如何解析使用索引位置提取特定值的文本文件,将值附加到列表,然后将其转换为 pandas 数据帧。到目前为止,我能够编写以下代码:
文本样本:
header:0RCPF049100000084220210407
body:1927907801100032G 00sucess
1067697546140032G 00sucess
1053756666000032G 00sucess
1321723368900032G 00sucess
1037673956810032G 00sucess
例如,第一行是 header,从中,我只需要位于以下索引位置的日期:
date_from_header = 林哈斯[0][18:26]
其余值在 body
中
import csv
import pandas as pd
headers = ["data_mov", "chave_detalhe", "cpf_cliente", "cd_clube",
"cd_operacao","filler","cd_retorno","tc_recusa"]
# This is the actual code
with open('RCPF0491.20210407.1609.txt', "r")as f:
linhas = [linha.rstrip() for linha in f.readlines()]
for i in range(0,len(linhas)):
data_mov = linhas[0][18:26]
chave_detalhe=linhas[1][0:1]
cpf_cliente=linhas[1][1:12]
cd_clube=linhas[1][12:16]
cd_operacao=linhas[1][16:17]
filler=linhas[1][17:40]
cd_retorno=linhas[1][40:42]
tx_recusa=linhas[1][42:100]
data = [data_mov,chave_detalhe,cpf_cliente,cd_clube,cd_operacao","filler,cd_retorno,tc_recusa]
预期结果如下所示:
data_mov chave_detalhe cpf_cliente cd_clube cd_operacao filler cd_retorno tx_recusa
'20210407' '1' 92790780110 '0032' 'G' 'blank space' '00' 'sucesso'
'20210407' '1' 92790780110 '0032' 'G' 'blank space' '00' 'sucesso'
'20210407' '1' 92790780110 '0032' 'G' 'blank space' '00' 'sucesso'
使用whosebug.com/a/10851479/1581658
def parse_file(filename):
indices = [0,1,12,16,17,18,20] # list the indices to split on
parsed_data = [] # returned array by line
with open(filename) as f:
header = next(f) #skip the header
data_mov = header[18:26] # and get data_mov from header
for line in f: #loop through lines
#split each line by the indices
parts = [data_mov] + [line.rstrip()[i:j] for i,j in zip(indices, indices[1:]+[None])]
parsed_data.append(parts)
return parsed_data
print(parse_file("filename.txt"))
我感谢 SamBob 的帮助,如果有人需要,请遵循最终解决方案:
import itertools
import pandas as pd
pd.options.display.width = 0
def parse_file(filename):
indices=[0,1,12,16,17,18,42] # list of indexes
parsed_data = [] # return a list
with open(filename) as f:
header = next(f)
data_mov = header[18:26]
for line in itertools.islice(f,1,100):
# dividr de acordo com os índices.
parts = [data_mov] + [line.rstrip()[i:j] for i,j in zip(indices, indices[1:]+[None])]
parsed_data.append(parts)
# convert to dataframe
cols = ['data_mov', 'chave_detalhe', 'cpf_cliente','cd_clube','cd_operacao','filler','cd_retorno','tx_recusa']

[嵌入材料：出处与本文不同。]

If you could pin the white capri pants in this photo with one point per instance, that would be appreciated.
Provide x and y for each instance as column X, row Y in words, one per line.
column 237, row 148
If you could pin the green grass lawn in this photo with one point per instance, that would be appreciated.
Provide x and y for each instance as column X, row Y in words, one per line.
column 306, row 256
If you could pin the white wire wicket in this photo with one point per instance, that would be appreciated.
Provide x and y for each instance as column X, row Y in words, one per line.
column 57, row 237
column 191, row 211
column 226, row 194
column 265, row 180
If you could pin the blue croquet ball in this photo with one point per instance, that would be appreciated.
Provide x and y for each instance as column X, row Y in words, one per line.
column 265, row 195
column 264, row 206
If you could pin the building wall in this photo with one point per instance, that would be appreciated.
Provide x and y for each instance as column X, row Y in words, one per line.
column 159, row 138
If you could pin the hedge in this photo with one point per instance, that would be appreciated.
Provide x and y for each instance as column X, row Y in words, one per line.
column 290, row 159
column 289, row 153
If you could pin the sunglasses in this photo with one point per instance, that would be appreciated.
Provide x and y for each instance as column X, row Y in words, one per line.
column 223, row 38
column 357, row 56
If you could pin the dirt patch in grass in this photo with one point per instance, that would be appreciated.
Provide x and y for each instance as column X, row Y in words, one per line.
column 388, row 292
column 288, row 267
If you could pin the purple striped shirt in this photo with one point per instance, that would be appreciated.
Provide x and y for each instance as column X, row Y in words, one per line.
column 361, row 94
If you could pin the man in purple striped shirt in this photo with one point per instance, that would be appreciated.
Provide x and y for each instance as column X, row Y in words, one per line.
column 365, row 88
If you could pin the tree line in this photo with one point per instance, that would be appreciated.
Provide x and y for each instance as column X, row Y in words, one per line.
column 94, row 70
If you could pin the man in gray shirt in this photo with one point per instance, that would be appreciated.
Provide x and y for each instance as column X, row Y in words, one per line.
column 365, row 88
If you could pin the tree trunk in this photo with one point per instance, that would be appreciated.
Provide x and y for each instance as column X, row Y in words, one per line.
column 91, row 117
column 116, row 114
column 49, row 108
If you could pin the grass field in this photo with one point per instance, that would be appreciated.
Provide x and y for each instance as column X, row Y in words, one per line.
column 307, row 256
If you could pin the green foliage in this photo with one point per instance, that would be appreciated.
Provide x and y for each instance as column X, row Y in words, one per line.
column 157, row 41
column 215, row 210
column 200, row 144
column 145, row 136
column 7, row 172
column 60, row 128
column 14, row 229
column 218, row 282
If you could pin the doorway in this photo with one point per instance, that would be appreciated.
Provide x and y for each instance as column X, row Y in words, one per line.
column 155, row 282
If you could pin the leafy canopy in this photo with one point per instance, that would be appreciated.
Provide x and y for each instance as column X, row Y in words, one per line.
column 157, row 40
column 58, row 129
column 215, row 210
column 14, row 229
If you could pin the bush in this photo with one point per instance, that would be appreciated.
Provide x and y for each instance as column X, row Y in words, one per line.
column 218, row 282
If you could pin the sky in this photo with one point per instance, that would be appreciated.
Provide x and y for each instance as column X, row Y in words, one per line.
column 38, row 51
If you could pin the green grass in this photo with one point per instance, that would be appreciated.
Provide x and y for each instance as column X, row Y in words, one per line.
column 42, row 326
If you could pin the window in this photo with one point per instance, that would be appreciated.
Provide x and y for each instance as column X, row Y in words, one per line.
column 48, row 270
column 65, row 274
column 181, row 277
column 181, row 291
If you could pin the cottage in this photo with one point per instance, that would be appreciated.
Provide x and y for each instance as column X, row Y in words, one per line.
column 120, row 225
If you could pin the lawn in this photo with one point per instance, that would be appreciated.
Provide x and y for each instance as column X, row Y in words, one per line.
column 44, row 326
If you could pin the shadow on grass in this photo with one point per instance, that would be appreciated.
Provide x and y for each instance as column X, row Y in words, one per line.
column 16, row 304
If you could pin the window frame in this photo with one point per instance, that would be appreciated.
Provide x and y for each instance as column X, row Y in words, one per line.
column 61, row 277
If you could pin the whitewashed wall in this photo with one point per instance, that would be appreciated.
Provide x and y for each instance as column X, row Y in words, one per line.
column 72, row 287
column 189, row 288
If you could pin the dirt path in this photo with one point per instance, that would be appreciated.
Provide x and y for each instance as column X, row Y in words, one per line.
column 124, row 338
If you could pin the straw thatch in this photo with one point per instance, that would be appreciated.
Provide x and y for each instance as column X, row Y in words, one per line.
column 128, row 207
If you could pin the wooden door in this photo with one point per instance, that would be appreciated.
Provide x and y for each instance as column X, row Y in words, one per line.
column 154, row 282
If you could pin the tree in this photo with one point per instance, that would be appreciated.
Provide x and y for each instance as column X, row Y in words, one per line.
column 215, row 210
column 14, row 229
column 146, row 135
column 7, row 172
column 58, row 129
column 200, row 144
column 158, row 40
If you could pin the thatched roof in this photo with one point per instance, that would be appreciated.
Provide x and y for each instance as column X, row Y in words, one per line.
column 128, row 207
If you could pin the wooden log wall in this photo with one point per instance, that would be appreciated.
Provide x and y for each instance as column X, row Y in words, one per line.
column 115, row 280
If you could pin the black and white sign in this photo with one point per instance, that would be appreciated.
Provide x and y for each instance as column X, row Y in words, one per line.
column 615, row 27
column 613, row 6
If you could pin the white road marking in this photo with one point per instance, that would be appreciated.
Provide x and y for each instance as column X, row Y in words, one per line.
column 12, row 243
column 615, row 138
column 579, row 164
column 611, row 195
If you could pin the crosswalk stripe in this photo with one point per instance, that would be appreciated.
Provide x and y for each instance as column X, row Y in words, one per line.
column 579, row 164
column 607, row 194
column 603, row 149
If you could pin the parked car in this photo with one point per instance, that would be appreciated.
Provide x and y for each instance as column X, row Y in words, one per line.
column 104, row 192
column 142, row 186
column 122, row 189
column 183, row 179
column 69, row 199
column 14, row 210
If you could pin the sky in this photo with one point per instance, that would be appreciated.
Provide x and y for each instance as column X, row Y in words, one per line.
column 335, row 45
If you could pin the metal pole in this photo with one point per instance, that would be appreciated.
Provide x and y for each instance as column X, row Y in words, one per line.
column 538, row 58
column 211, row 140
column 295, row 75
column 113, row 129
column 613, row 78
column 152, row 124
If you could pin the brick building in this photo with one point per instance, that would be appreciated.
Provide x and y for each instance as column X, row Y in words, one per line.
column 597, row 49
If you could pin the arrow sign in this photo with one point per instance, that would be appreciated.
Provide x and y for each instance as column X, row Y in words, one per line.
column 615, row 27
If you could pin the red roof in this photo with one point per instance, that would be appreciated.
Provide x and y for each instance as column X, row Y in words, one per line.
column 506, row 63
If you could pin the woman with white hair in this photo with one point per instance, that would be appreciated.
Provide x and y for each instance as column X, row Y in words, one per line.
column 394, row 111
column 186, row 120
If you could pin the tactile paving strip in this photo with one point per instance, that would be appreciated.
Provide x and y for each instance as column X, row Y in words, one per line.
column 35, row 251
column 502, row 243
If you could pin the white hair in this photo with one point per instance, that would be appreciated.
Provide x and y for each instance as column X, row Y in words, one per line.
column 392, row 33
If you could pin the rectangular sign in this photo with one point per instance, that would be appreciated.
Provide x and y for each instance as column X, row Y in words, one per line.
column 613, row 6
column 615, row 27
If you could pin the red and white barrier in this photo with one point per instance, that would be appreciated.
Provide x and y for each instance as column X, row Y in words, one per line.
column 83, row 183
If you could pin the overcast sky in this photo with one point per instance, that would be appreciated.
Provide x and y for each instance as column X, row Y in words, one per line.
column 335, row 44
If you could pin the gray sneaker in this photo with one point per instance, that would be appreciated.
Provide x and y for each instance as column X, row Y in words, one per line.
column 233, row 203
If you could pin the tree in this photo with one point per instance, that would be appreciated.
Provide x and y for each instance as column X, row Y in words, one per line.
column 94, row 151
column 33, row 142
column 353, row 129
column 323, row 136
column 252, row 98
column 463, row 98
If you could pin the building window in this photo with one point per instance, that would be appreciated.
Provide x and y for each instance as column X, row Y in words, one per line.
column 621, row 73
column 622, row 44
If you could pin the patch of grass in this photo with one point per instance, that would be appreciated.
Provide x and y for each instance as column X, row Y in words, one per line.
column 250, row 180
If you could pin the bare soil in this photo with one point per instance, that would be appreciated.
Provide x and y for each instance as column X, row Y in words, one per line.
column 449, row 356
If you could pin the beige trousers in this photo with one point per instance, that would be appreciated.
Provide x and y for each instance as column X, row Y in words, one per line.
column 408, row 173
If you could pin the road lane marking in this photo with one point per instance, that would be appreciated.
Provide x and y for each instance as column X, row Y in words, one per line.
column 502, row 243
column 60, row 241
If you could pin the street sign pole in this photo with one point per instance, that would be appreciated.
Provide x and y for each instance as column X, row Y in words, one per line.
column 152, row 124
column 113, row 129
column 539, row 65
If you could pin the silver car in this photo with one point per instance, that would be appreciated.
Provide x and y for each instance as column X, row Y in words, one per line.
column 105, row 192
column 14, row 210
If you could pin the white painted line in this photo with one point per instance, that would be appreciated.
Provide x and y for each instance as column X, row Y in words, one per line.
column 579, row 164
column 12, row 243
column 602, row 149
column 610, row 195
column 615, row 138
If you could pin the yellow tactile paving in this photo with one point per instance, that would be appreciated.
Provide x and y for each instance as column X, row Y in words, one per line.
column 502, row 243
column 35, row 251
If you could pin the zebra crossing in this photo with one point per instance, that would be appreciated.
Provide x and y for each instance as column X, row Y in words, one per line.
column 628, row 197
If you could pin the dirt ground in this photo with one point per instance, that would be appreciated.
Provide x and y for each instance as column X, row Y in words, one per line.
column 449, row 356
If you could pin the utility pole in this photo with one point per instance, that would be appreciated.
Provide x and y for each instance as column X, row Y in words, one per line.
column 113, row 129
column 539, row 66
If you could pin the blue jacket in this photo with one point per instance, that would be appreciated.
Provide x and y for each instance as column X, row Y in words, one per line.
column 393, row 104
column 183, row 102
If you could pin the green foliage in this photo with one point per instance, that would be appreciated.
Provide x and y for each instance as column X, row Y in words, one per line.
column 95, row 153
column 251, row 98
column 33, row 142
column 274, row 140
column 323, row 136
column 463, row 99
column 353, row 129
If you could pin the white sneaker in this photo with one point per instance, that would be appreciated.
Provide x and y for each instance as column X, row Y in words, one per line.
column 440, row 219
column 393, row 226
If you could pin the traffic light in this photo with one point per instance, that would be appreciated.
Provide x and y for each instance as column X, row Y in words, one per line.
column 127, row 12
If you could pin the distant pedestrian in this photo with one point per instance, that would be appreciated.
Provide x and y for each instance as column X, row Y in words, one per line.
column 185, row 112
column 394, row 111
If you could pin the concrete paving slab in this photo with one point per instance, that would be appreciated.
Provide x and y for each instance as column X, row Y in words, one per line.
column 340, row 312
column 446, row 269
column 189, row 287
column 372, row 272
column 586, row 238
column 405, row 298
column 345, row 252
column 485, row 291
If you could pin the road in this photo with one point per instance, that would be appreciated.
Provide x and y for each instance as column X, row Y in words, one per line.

df = pd.DataFrame(parsed_data, columns=cols)
return df
df = (parse_file("filename.txt"))
大家好,你们好吗?希望你一切都好! 如何解析使用索引位置提取特定值的文本文件,将值附加到列表,然后将其转换为 pandas 数据帧。到目前为止,我能够编写以下代码: 文本样本:
header:0RCPF049100000084220210407
body:1927907801100032G 00sucess
1067697546140032G 00sucess
1053756666000032G 00sucess
1321723368900032G 00sucess
1037673956810032G 00sucess
例如,第一行是 header,从中,我只需要位于以下索引位置的日期: date_from_header = 林哈斯[0][18:26] 其余值在 body
中import csv
import pandas as pd
headers = ["data_mov", "chave_detalhe", "cpf_cliente", "cd_clube",
"cd_operacao","filler","cd_retorno","tc_recusa"]
# This is the actual code
with open('RCPF0491.20210407.1609.txt', "r")as f:
linhas = [linha.rstrip() for linha in f.readlines()]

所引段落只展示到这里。